Dia mengatakan tim di Kementerian Pendidikan dan Budaya awalnya melakukan studi perbandingan antara Chromebook dan sistem operasi lainnya.

Nadiem mengatakan dari laporan yang ia terima, harga laptop Chromebook 10-30 persen lebih murah daripada yang lain.

“Tidak hanya itu, sistem operasi Chromeos gratis, sementara sistem operasi lainnya dibayar, dan dapat dibayar hingga RP1.5 hingga RP2,5 juta sebagai tambahan,” katanya.

Nadiem juga menjelaskan akuisisi laptop.
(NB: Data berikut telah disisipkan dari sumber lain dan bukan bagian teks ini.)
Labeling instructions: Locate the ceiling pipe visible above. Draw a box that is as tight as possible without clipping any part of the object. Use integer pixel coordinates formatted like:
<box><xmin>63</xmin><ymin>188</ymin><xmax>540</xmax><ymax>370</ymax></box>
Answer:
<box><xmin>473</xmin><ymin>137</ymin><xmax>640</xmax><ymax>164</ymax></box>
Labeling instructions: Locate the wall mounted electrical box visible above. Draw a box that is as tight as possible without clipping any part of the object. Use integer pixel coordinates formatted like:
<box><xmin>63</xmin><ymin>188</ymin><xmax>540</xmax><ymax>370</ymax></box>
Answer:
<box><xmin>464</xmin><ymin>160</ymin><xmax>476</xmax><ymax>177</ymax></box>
Dia mengakui bahwa sebelum pelayanannya, ada persidangan dari laptop Chromebook yang dilakukan oleh Kementerian Pendidikan dan Budaya dalam yang kurang beruntung, paling penting dan paling ketinggalan zaman (3T).

Saat berada di kantor, ia mengatakan Kementerian Pendidikan dan Budaya melakukan studi tentang laptop Chromebook yang ditargetkan bukan untuk area 3T.

“Saya ingin menjelaskan bahwa proses pengadaan laptop yang terjadi selama kantor saya tidak ditargetkan untuk wilayah 3T, yang dapat menerima laptop dari pengadaan ini, hanya sekolah dengan akses internet,” katanya.